Bernard Caminade Rapport sur la cathédrale d'Albi… (1862)

Rien n'est plus hardi ni plus parfait que la voûte qui recouvre cet espace. Les pierres dont elle est composée décrivent une quantité innombrable d'arcs qui se terminent en culs-de-lampe ou pendentifs; elles sont si bien liées, si parfaitement unies qu'elles semblent n'être qu'un seul bloc. Dans les larges parois de l'arceau qui donne entrée dans le chœur, on voit à droite et à gauche un escalier en pierre doux et spacieux qui conduit sur la plate-forme du jubé.
Source : Gallica

Bernard Caminade Rapport sur la cathédrale d'Albi… (1862)
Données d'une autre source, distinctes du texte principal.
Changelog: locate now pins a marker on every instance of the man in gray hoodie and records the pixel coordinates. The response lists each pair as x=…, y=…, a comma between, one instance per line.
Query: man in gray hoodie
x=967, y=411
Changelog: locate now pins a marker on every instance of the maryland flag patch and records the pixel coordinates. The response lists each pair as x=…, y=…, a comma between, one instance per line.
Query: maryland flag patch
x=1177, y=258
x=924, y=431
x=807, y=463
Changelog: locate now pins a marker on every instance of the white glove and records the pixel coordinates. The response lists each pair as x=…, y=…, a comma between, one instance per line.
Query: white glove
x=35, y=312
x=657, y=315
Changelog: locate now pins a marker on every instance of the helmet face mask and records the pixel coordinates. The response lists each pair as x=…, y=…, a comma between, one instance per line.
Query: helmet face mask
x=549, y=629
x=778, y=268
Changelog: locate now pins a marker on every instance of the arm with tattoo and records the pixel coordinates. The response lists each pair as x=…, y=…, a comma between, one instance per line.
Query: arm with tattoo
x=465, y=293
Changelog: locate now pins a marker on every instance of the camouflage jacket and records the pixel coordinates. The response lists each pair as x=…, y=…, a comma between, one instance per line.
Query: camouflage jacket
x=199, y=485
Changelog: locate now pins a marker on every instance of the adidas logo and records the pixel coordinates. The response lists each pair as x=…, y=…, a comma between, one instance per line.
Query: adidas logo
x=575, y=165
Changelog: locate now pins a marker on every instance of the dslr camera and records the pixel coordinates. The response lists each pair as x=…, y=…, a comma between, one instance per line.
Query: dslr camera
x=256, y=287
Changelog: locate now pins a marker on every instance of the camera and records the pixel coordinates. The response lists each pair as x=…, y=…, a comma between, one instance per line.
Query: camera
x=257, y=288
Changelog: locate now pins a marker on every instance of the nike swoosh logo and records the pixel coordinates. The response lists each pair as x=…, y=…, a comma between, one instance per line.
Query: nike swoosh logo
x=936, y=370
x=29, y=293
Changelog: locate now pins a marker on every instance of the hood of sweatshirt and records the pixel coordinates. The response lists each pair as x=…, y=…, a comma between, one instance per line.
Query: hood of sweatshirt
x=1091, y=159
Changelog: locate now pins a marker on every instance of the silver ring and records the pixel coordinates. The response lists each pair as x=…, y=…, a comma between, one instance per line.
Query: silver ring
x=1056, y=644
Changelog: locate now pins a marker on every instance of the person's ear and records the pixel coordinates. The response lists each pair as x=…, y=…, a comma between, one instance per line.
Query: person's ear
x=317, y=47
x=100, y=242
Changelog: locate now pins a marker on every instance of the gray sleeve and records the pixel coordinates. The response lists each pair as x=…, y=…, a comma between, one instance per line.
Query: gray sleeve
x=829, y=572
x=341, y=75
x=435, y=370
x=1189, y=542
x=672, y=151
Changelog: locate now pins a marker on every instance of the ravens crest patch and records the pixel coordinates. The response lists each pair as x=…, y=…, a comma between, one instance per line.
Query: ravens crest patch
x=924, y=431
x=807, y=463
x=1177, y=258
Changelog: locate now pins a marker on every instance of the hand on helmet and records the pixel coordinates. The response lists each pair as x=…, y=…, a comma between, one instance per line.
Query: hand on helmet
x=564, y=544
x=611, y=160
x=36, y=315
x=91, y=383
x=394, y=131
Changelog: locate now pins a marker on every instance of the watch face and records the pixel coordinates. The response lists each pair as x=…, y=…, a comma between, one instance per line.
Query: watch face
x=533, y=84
Enfin on ne peut contempler, tant à l'extérieur qu'à l'intérieur, une si riche, si élégante et si étonnante architecture sans éprouver une espèce de ravissement; on serait tenté de douter si c'est là réellement l'ouvrage des hommes : il semble qu'il a fallu une inspiration divine pour l'inventer et une main surnaturelle pour l'exécuter.
Mais l'ornement le plus remarquable et le plus généralement senti de notre cathédrale ce sont les magnifiques peintures qui en recouvrent la voûte et les murs dans toute leur étendue.
Source : Gallica

Bernard Caminade Rapport sur la cathédrale d'Albi… (1862)

Avant la révolution de 1789 cette église possédait un maître-autel d'une richesse et d'une magnificence extraordinaires; l'airain, l'or et l'argent massif entraient pour une grande part dans sa construction, qui était parfaitement en rapport avec l'architecture du chœur ; mais à cette époque il fut détruit et enlevé par des hommes cupides autant qu'irréligieux. Celui qui existe aujourd'hui fut formé, il y a plusieurs années, de quelques débris de marbre, de briques et de pierres de grès; il est si chétif qu'il fait réellement mal à voir.